I was just wondering what is the better uromastyx to buy?
A occlated uromastyx which i know only gets to 12 inches or the egyptian one which gets to 30 inches, whats more friendly?


----------



## @limoo (Apr 13, 2009)

hey, i think uromastyx's r lovely little lizards, in my opinion i'd love either.
i've dealt with a female mali uro and a male egyptian, both where lovely but the egyptian was my fav! the mali was friendly but the egyptian was really friendly, he would love to be taken out of his viv for cuddles...
but then again every lizard is different, each hav their own personalities so dont just take my word for it...


----------



## EmmaLou (Mar 13, 2009)

Hiya I have an Ocellatus and i love her to bits but she is not the easiest to handle, is quite skitish and obviously does not like to be handled, sulks for a while afterwards. She was 18 months old when we got her and we've only had her 2 months but research i've done since suggest that Ocellatus are not the most sociable variety of uro but i suppose if you have them from small and handle them regularly then they can get used to it.


----------



## David Alan (Aug 13, 2007)

*Uro*

Thanks for that still can't make up my mind. what size viv do u need for occlated n egyptian?


----------



## @limoo (Apr 13, 2009)

i think for an egyptian they need either 5x2 or an 6x2 obviously bigger is better


----------



## japes (Feb 24, 2009)

I think occelated uro's are gorgeous, mine is really friendly and has an amazing character but then again I think all uro's do. Definatley worth every penny they will keep you constantly entertained!! 

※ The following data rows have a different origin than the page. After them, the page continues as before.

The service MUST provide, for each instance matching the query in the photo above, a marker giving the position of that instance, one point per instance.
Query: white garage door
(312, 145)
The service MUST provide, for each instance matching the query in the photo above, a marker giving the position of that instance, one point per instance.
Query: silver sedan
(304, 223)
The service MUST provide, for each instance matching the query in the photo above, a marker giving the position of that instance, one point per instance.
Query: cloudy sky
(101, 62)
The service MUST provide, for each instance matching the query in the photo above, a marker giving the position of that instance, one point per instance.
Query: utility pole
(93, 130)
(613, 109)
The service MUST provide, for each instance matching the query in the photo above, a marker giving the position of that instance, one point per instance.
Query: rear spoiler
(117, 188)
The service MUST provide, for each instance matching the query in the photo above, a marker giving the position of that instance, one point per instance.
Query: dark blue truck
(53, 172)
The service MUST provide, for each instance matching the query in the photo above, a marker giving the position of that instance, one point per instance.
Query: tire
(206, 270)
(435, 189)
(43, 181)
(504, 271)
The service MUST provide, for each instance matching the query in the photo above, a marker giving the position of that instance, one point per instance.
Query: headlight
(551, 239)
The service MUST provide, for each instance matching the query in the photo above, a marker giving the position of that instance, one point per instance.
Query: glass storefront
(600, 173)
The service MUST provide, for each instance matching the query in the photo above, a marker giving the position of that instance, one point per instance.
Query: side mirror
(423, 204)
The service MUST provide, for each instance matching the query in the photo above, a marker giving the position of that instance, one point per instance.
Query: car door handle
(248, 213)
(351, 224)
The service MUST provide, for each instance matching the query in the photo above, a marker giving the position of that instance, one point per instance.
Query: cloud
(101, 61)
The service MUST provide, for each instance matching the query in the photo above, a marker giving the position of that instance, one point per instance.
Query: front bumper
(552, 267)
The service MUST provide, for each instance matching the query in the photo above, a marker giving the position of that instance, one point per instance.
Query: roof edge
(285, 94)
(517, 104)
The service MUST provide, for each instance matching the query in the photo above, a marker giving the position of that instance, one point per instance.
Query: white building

There are lots of different types id have a look around, you can find some reaally nice ones if you look carefully..I especially like the differnt types of yellow phase uros : victory:


----------



## Mirf (May 22, 2008)

You will need a 4x2x2 for an occelatus.

I have a male and he's wonderful!! He was 3 when I got him and hated being handled.

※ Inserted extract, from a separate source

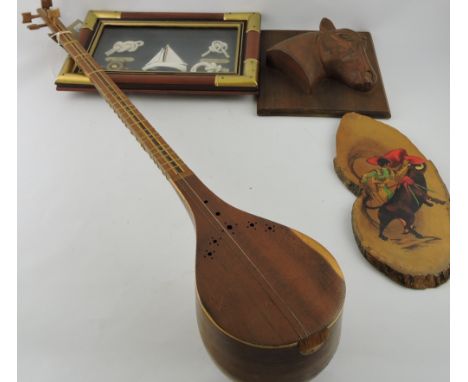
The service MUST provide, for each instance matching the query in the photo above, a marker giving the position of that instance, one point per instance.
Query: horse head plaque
(328, 72)
(329, 53)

When I give him an occassional giant mealworm I use tongs. He is now obsessed with shiny things and happily jumps on the back of my hand so he can try and eat my engagement ring:lol2: He is getting friendlier by the day and is hugely entertaining to watch in his viv.


----------



## amiz (Feb 18, 2009)

I've got two epytains both completely deffirent one (mr spikey) with had for a year and his like a lap dog always wants to be out playing and sitting on ur lap. Then there's cleo we've had her for two week and is a little phyco at the mo . Hopeful well be able to put them togeather in very very large viv when fully grown.
I would have whole hurd if I could


----------